Some shows have the right amount of smart in it, that rewatching over and over means you can get different angles, but also not make watching it again a chore.
If something is so important that you feel the need to post it on the internet... It probably isn't that important.
Well then, has Amazon got a service for you.
https://www.amazon.com/rent-or-buy-amazon-video/b/ref=sd_allcat_aiv_shop?ie=UTF8&node=7589478011
The problem is with the production side, as the article says. Traditionally the stars and production company make a show and lowball the cost to get it on the air. They take lower salaries, cheaper locations, etc. Then if the ratings get big they renegotiate their contracts for better pay, more return per episode, better quality episodes.
With Netflix's attitude towards ratings, it makes it harder for production to do this. They still have to meet certain costs on production, but then if Netflix only says "It's a hit!" with no metrics, they can't judge what kind of leverage they have for renegotiation.
Then again, Netflix mostly skips the idea of pilot episodes and orders entire seasons, so less risk on the production side to start with.

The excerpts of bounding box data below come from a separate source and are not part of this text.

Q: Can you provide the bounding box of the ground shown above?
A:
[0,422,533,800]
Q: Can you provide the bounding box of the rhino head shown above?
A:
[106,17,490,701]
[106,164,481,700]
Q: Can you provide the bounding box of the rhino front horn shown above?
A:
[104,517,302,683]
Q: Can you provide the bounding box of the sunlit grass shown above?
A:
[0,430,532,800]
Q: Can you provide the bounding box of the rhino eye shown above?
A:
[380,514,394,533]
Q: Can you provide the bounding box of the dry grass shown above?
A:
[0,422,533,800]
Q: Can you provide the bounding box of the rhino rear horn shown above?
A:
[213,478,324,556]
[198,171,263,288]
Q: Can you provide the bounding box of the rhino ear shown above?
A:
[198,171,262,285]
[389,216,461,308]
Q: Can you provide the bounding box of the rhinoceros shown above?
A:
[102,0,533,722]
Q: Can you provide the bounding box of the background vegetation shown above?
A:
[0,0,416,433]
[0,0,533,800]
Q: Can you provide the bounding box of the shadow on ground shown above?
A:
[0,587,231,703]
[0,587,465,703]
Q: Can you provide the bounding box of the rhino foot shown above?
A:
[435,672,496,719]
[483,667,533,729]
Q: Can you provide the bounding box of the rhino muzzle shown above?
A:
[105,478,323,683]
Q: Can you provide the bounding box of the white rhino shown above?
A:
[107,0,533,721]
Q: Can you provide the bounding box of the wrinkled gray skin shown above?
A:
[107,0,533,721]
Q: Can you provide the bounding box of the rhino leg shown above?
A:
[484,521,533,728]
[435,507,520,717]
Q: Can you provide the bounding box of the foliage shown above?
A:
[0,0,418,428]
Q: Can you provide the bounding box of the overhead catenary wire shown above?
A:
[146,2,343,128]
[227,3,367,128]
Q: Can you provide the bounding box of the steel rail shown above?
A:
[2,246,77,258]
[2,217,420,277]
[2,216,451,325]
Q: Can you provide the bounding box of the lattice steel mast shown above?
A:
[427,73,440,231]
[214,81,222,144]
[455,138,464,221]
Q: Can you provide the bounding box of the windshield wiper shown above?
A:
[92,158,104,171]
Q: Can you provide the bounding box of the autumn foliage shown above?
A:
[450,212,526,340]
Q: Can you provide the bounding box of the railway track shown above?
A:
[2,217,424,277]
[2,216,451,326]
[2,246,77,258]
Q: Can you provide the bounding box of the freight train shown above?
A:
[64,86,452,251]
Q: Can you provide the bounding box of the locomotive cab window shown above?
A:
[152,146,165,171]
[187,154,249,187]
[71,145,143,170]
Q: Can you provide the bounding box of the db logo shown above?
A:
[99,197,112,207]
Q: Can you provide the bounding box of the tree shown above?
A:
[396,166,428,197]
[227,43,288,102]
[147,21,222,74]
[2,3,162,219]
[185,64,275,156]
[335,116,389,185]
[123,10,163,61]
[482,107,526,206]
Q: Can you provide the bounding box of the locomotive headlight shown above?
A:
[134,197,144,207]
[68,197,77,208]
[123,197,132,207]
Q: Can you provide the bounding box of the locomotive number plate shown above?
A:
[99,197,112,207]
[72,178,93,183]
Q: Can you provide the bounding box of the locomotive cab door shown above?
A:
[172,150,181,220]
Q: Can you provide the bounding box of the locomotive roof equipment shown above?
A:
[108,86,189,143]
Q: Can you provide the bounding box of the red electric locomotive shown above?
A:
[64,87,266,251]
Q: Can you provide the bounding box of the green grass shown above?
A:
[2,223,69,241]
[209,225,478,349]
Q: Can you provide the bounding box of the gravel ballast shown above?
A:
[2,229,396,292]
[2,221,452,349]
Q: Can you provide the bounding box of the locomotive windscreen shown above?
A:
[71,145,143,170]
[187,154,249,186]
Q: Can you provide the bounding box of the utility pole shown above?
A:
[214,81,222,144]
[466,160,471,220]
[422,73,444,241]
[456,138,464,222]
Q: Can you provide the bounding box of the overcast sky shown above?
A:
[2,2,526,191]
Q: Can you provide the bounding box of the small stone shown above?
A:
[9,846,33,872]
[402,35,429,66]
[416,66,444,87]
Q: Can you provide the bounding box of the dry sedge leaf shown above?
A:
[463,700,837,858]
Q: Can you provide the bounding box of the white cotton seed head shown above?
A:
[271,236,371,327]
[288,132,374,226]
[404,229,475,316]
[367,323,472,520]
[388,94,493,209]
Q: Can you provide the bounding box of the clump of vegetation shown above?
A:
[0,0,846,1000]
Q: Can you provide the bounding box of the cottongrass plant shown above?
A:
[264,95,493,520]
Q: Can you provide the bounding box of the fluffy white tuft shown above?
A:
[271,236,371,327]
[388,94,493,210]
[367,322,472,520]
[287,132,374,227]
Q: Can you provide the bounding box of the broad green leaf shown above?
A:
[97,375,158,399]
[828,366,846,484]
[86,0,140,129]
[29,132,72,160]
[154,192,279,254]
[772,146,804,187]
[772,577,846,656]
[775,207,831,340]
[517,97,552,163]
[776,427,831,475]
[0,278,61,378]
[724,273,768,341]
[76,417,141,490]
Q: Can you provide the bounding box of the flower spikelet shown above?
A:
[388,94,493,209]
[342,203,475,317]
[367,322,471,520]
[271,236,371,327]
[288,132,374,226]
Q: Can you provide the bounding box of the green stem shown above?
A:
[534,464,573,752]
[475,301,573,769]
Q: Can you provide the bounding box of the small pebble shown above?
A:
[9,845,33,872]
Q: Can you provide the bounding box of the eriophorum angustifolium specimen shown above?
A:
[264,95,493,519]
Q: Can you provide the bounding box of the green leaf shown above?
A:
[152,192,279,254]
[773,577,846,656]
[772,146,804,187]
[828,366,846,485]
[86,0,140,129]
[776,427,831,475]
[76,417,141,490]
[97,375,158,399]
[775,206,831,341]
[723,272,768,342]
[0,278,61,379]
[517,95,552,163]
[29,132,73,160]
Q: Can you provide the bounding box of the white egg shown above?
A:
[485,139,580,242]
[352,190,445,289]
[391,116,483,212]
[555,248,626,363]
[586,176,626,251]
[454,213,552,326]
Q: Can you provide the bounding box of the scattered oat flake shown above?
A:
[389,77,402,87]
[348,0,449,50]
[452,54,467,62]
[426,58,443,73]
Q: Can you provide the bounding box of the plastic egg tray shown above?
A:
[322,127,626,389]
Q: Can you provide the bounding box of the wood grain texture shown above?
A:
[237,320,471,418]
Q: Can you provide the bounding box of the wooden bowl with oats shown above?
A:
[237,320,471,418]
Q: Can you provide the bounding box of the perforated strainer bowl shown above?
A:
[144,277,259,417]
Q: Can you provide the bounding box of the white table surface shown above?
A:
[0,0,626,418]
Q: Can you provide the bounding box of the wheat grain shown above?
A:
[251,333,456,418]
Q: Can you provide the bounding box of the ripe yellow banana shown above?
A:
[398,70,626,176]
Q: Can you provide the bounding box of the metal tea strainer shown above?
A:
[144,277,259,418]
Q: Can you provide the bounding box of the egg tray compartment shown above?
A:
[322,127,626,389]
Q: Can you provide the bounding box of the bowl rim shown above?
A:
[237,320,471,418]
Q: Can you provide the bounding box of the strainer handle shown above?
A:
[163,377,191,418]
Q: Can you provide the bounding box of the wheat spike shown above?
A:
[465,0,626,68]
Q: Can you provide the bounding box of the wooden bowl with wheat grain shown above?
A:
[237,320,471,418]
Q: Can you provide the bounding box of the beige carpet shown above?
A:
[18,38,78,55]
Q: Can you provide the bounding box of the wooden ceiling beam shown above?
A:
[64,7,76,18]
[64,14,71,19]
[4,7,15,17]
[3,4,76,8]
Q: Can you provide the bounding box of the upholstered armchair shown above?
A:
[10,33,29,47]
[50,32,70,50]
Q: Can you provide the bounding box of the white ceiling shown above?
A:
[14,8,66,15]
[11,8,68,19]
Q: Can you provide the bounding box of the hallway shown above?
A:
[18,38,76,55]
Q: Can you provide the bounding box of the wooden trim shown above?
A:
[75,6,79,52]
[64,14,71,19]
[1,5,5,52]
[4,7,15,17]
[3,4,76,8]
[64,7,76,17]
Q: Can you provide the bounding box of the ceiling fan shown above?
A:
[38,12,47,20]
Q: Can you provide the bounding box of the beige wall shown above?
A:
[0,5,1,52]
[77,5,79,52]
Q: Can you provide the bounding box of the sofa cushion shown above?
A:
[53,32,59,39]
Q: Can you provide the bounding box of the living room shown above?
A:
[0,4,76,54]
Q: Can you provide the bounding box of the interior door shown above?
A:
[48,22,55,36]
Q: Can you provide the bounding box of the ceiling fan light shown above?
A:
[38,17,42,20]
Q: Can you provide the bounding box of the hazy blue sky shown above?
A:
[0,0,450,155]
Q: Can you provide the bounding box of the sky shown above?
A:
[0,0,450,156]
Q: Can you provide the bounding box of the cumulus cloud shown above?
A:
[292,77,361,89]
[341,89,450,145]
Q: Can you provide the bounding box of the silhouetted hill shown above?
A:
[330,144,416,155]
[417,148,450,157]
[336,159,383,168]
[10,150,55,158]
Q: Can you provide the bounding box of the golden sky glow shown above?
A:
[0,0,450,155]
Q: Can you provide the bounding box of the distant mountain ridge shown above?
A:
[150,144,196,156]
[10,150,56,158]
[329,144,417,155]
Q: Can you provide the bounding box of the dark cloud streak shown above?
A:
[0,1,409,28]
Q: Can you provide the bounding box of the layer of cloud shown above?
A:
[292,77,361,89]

I think the point was Netflix is shielded from making their audience ratings public. Clearly there's not going to be an incentive to maintain an unpopular show, but there's just as much incentive to make an exaggerated popularity claim to increase the number of viewers, aka false advertising.
There was an article on CNN or Reuters (can't find the article at the moment... it might have simply been a link from one of them) today about Sense8. Because of all the travel and different locals they were shooting, their production cost was about 9mil per episode.... about what GoT is. My guess is on that one is: money.
I've only watched a few of their series, and while Sense8 had a great premise, i can see some people having difficulty following it. The other mentioned i haven't seen, so no clue there.